Im Schmucksegment ist das noble Gold als Material noch immer ungeschlagen. Dank seiner ästhetischen Schönheit und Stabilität am Markt verspricht es neben der schmückenden Wirkung auch Sicherheit und Geborgenheit. Wohl deshalb galt Goldschmuck unter modischen Gesichtszügen betrachtet lange als staubig — zumindest in seiner klunkerhaften Form, die stets an alte parfümierte Damen denken ließ. Heute kehrt er zurück, doch viel subtiler und minimalistischer.

Eine Verfechterin dieser neuen reduzierten Ästhetik ist Lilian von Trapp, die zum Schmuckdesign kam, weil sie von ihrer Mutter tonnenweise Schmuck erbte — jene Art von großen Klunkern, die sie selbst nicht tragen würde, die aber viel zu schade wären, um sie in der Schublade verstauben zu lassen. Aus alten Erbstücken goss sie neuen filigranen Schmuck. Der nachhaltige Gedanke dabei gefiel ihr. Und weil sie oft darauf angesprochen wurde, entschloss sich die gelernte Juristin, ein eigenes Label zu gründen.
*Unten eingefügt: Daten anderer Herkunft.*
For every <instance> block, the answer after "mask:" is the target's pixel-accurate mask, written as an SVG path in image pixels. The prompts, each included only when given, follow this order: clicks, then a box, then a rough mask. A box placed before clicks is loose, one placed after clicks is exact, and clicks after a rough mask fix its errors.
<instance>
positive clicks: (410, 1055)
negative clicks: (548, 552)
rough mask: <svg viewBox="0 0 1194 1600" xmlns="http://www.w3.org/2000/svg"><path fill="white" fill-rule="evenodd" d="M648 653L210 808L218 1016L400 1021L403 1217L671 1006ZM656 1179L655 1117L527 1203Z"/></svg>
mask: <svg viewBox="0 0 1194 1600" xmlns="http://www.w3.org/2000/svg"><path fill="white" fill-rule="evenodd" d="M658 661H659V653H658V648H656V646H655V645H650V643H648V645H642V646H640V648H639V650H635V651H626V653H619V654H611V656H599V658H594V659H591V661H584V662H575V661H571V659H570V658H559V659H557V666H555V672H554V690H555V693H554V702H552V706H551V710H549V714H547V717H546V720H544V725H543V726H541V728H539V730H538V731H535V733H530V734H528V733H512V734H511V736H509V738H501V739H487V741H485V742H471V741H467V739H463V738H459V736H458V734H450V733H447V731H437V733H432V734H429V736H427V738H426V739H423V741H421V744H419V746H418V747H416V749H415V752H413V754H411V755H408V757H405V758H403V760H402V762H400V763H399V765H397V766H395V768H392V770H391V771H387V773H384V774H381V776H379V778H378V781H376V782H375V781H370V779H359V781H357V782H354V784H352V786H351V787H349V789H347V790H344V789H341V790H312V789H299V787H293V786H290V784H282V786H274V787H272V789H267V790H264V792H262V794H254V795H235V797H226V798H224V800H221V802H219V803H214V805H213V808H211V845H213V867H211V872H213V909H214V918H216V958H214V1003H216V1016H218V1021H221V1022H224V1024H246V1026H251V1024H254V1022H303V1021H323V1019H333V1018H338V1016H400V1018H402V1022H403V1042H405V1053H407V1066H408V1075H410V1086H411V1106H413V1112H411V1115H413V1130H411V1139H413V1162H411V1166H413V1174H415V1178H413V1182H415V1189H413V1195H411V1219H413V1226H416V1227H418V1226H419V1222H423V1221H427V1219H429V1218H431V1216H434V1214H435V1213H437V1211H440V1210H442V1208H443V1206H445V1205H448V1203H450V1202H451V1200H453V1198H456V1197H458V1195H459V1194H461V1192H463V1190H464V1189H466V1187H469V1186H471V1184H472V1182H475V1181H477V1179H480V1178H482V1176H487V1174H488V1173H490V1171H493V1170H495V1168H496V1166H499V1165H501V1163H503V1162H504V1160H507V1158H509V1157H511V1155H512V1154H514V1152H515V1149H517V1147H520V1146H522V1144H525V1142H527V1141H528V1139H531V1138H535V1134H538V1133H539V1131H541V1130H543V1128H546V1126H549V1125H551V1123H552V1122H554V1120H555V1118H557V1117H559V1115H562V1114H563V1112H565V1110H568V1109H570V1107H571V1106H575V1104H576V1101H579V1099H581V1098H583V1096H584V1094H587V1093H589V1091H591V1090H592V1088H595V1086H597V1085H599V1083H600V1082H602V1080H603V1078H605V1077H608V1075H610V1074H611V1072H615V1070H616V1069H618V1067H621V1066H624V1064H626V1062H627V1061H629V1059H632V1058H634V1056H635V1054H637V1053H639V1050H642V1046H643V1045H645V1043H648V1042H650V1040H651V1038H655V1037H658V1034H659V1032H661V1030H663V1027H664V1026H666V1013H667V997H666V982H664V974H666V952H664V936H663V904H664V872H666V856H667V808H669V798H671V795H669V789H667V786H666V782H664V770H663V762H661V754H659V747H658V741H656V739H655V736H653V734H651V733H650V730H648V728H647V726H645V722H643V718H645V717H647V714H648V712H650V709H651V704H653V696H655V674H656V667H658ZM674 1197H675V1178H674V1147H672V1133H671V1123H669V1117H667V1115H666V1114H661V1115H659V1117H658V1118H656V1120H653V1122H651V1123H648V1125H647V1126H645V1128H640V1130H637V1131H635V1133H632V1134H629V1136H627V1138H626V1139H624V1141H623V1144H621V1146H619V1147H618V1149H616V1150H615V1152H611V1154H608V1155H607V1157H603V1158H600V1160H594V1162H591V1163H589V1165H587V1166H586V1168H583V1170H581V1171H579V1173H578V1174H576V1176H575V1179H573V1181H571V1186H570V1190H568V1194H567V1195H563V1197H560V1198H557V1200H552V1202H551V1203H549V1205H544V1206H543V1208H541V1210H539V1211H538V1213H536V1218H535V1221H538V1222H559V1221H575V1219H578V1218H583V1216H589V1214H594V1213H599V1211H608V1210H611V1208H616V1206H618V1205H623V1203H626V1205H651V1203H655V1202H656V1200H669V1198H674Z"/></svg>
Der Gedanke an Nachhaltigkeit ist in der Welt des Echtschmucks kaum vertreten — in der Regel sind wertige Ringe oder Ketten ja ohnehin auf Beständigkeit angelegt. „Vergessen wird dabei oft, wie Goldabbau in den Minen heute funktioniert“, sagt Lilian von Trapp. „Das Material wird unter Einsatz von Chemikalien und oft von Kindern abgebaut. Von den Giftstoffen bleiben Folgeschäden, obendrein ist es harte körperliche Arbeit. Deshalb benutze ich recyceltes Gold.“

Nachhaltigkeit ist bei Lilian von Trapp nicht nur Trend, sondern Philosophie. So sagt die Designerin: „Nachhaltigkeit bedeutet auch, in Stücke zu investieren, die man nicht nur ein paar Mal trägt, sondern die einen ein Leben lang begleiten“ — was eben nicht bei jedem Erbstück gegeben ist. Warum also nicht einschmelzen? In ihrer neuesten Capsule-Kollektion arbeitet sie nun erstmals nicht nur mit Gold, sondern auch mit Diamanten. Vintage, versteht sich!